Вначале я и не сообразил, где же нахожусь. Вокруг меня стола кромешная тьма, и было холодней, чем в склепе. Чуть погодя, когда горячая кровь побежала по венам и сосудам рук и ног, потерявшим чувствительность, ко мне вернулась память. Вперемешку с красными тельцами по телу распространялась колючая боль.
Ночью я так крепко спал, что проспал свой огонь. Он угас, но под теплой золой скрывалась немного жарких углей. Жутко расстроившись, обозвав себя емким эпитетом «идиот», я быстро принялся разводить огонь.
То, что я оказался соней, подтвердил бледный утренний сумрак, щедро осыпаемый мелким острым снегом. Ветер, всю ночь в одиночку забавлявшийся, с радостью набросился на меня, как на очередную жертву или игрушку. Сотни мелких ледяных частиц метеорами ударили в лицо, если бы льдинки были крупнее, оно стало бы похоже на испещренную кратерами Луну.
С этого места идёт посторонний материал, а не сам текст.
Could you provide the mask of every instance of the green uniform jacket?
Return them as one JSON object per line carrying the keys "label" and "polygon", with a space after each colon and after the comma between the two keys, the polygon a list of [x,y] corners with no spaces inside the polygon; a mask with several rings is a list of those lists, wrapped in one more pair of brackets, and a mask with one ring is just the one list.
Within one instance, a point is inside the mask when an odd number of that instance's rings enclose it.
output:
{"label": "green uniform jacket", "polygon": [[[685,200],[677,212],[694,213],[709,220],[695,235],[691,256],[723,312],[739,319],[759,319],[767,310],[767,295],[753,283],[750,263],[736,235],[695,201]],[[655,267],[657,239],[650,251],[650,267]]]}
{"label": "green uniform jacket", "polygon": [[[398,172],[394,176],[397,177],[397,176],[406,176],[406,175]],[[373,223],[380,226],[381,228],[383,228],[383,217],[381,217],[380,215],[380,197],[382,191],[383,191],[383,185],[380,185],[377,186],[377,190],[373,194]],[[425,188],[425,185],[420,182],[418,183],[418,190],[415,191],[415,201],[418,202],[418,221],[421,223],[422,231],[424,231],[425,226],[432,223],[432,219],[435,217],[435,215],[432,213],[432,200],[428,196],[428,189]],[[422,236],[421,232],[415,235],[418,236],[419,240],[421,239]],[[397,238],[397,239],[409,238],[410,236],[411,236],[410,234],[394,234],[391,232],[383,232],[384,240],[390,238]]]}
Прежде чем вернуться в каморку, я решил осмотреться. Небо заволокло низкими облаками. Неуклюжее зимнее солнце поднималось из-за гор. Наступал новый день, и, судя по всему, ничего хорошего он мне не сулил. Видимо, прошедшую ночь небесный художник провел в плохом расположении духа. И сегодняшнее утро стало доказательством этому. Плакали мои надежды на скорейшее окончание сибирской робинзонады…
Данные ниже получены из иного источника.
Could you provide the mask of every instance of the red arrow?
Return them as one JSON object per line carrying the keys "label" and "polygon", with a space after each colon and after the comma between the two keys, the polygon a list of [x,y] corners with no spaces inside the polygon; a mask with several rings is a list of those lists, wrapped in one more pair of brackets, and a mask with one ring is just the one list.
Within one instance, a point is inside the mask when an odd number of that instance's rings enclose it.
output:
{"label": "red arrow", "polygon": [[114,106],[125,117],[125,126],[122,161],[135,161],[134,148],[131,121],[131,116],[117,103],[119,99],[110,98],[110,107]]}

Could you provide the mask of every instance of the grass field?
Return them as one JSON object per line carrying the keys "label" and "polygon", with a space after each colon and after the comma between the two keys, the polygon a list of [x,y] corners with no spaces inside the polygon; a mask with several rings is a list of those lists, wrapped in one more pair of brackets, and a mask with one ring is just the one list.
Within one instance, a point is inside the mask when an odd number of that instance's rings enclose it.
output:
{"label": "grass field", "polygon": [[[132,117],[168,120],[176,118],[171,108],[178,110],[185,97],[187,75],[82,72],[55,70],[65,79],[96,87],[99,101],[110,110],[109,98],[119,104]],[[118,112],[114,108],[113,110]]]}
Придется идти к самолету. Жратвы осталось на пару дней!
Мысль о вчерашнем бездарно устроенном костре, в котором сгорели мои легковоспламеняющиеся надежды, окончательно привела меня в паршивое настроение.
Я посмотрел на кострище. Однако большое черное пятно, как улика на месте преступления, оказалось укрытым снегом. Только неглубокая овальная впадина указывала на то, что вчера на этом месте полыхал большой костер. Общую картину окружающей меня природы можно было охарактеризовать одним словом — «тоска».
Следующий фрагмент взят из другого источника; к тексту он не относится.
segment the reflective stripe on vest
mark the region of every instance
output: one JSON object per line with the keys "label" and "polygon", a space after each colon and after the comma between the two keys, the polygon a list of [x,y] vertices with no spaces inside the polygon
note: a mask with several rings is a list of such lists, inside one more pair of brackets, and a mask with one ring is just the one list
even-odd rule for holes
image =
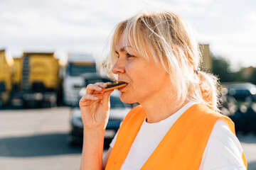
{"label": "reflective stripe on vest", "polygon": [[[127,114],[119,130],[105,169],[121,169],[146,116],[141,106]],[[234,124],[229,118],[206,105],[194,104],[176,121],[141,169],[198,169],[218,120],[226,122],[235,134]],[[243,153],[242,158],[247,167]]]}

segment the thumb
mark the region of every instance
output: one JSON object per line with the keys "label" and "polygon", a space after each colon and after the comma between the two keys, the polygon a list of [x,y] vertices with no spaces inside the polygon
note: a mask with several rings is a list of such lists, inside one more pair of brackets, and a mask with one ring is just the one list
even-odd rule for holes
{"label": "thumb", "polygon": [[105,91],[103,94],[103,96],[102,96],[102,105],[105,107],[105,108],[109,109],[110,106],[110,94],[112,94],[112,92],[113,92],[114,90],[111,90],[111,91]]}

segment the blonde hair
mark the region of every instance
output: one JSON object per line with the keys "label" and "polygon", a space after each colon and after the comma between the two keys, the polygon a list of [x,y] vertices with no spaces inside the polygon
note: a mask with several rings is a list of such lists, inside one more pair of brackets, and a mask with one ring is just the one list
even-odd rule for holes
{"label": "blonde hair", "polygon": [[122,34],[126,45],[129,42],[140,56],[149,60],[146,44],[156,62],[169,74],[177,101],[206,103],[218,111],[218,79],[199,70],[199,47],[184,19],[169,11],[144,11],[119,23],[111,42],[109,73],[117,60],[115,50]]}

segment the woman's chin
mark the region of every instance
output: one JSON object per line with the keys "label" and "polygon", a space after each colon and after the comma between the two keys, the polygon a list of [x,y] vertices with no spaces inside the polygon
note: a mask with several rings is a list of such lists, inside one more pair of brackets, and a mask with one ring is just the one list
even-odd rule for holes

Между тем нужно было заниматься делами. Прежде всего — завтрак. Я бы слопал целого слона под татарским соусом, но пришлось удовольствоваться тремя рыбными бутербродами и несколькими глотками горячего вина.
Психологи утверждают, что сытый человек всегда добрее и оптимистичней голодного пессимиста. Может быть, всякие уроды и появляются оттого, что их в детстве нормально не кормили? Не лишайте детишек сладкого, а то потом вырастет какое-нибудь жуткое чудовище, которым будут в детском саду пугать друг друга малыши.
Это умозаключение ознаменовало собой окончание завтрака. Пора было собираться в путь.
«С учетом того, что я хорошо знаю дорогу, разумно будет добраться до самолета до обеда, и там заморить червячка», — подумал я.
Мысль, на первый взгляд, показалась удачной. Лишь позже обед в компании мертвецов я сочту сомнительной идеей — с моральной точки зрения.
Думая о предстоящем налете, я смотрел в пол, заваленный мелкими сучками, древесной корой, давно потухшими углями и золой.
«О, какая-та коробочка, — подумал я, увидев под толстым слоем мусора пластмассовую штукенцию бордового цвета, несомненно, когда-то принадлежавшую хозяйке сумочки-полумесяца. — Кажется, пудреница!»
Мое предположение подтвердилось. Я раскрыл пудреницу, оказавшуюся на удивление большой. Находящегося внутри порошка хватило бы, по моим подсчетам, на целый полк или всех артистов Большого и Малого театров.
«Может быть, девушка была рябой или прыщавой», — предположил я.
— Боже мой!
Последние слова были произнесены с удивлением и ужасом. Было отчего содрогнуться.